I think I’m particularly unsettled because at home, I don’t lock my doors and neither do any of my neighbors. I’d walk into friends’ houses when no one was home to pick up textbooks I’d forgotten, reach into neighbors’ gardens to pick tangerines off their trees, walk through parks alone at midnight at the age of thirteen. My town’s most prevalent crime is bike theft, and I never, ever, lock my bike. I am from Irvine, California, the safest city in America.

That said, I am — OK, I try to be — very conscious of being an Irvinian. There are horror stories of eighteen-year-old children, having never left Irvine in their lives, going off to college in Not Suburbia, USA and getting mugged in broad daylight because they were, like, sitting on the curb and counting their money while talking on their iPhone. I don’t want to be that girl.

There are also the stories we tell, which aren’t horror stories, but imply horrifying things about our upbringing. Like, “Oh my god, I was in Compton this weekend, and there was this black guy walking down the street. I thought I was gonna get mugged, I was so scared!” And the response: “Oh my god, that’s so scary, literally I’m never leaving Irvine, hahaha, I can’t handle the real world, hahaha.” Because it’s really funny to be trapped in a 66-square-mile bubble for your whole life.

As the proud possessors of the safest city title, we guard our position meticulously. Once, my neighbor saw one of her gardeners walking around on our street at night. To my knowledge, in the morning, nothing was missing, or broken, or tagged. The next day she organized a “street watch,” and suggested that we have the adults on the block take turns patrolling Perkins Court each night. Every single night.

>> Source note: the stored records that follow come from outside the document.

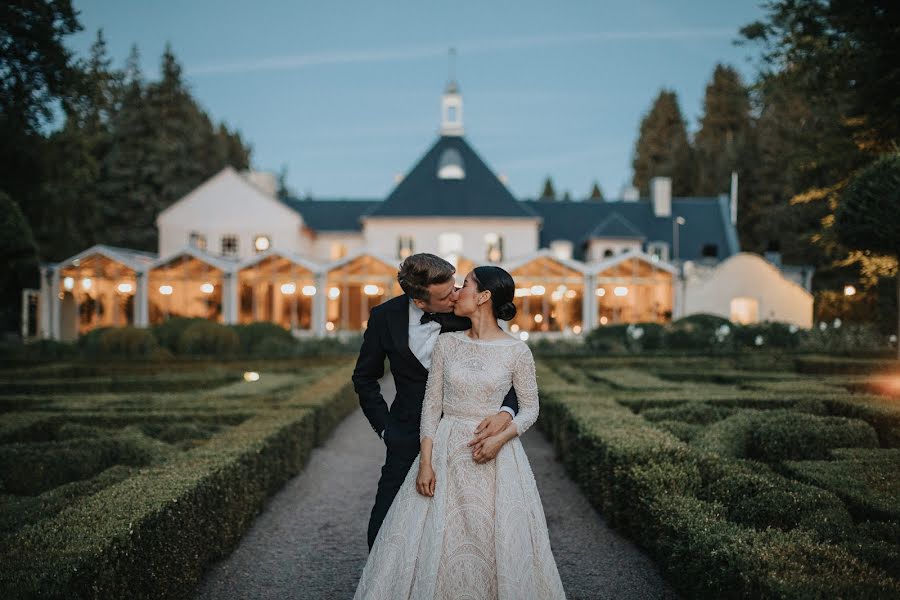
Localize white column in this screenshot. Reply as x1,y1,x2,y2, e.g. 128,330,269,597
582,272,596,333
223,272,239,324
50,267,61,341
136,271,149,327
39,266,51,339
313,272,327,337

It’s the little things like these that make me worry I grew up surrounded by psycho-paranoid adults with no concept of what true safety is. And because of that, I reckon, neither do I. When I decided to go to school in New Haven, of course the first thing my mom did was find a statistic labeling it “the most dangerous city in America.”  Of course, I said, “That’s definitely not true and you just think that because we live in Irvine.” But upon arrival, I was made very aware that New Haven is not Irvine. Still, I was determined to prove the statistic’s untruth. I found the fact that campus is locked at night dumb and elitist; I refused to participate in discussions about being sketched out by the Green; I thought the existence of Yale Security was over the top and a little ridiculous. Honestly, the instance of the stolen wallet and computer doesn’t change these sentiments. These things happen, but they don’t mean that New Haven merits the title “most dangerous city in America.” Whether in Irvine or New Haven, there are certain precautions we all need to take in the real world — that’s what makes it real.